Thus far, Iraq has balked at signing a peace accord before opening face-to-face talks with Iran. Until Friday, Iraqi Foreign Minister Tarik Aziz had not met with Perez de Cuellar all week, confining himself to toughly worded statements read by spokesmen.

Although a smiling Aziz entered the U.N. headquarters building Friday amid wide speculation that he and the secretary general might announce a compromise, he left an hour later without comment to reporters.

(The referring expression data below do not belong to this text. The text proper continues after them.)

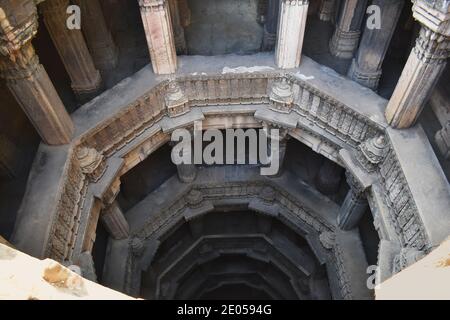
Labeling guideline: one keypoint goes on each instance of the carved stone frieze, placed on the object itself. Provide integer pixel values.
(113, 136)
(92, 163)
(282, 96)
(405, 258)
(176, 100)
(372, 152)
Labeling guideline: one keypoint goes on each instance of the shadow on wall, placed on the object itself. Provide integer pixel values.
(223, 27)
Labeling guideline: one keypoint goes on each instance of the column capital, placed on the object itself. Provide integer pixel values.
(433, 14)
(54, 5)
(152, 5)
(18, 31)
(357, 188)
(432, 47)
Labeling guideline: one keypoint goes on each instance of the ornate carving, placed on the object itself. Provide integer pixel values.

When the council met Friday, it first heard a report by Norwegian Lt. Gen. Martin Vadset, who led military and technical experts on a visit to Tehran and Baghdad earlier this week to determine how to organize the supervision of a peace agreement in the event that a cease-fire can be declared.

Hoped to Set a Date

Last week, Perez de Cuellar voiced the hope that he might be able to set a cease-fire date soon after the return of Vadset’s mission. But he has been unable to win Iraq’s consent because of its insistence on face-to-face talks first.

At the council session following Aziz’s appearance, a participant who spoke on the condition that he not be identified said industrialized countries pressed for a new investigation into Iraq’s alleged use of chemical weapons in the war. The members include the United States, Britain, France, West Germany, Italy, Japan and Brazil.

Perez de Cuellar was reported opposed because of the possible disruption of his delicate negotiations and because of the difficulty of finding qualified experts.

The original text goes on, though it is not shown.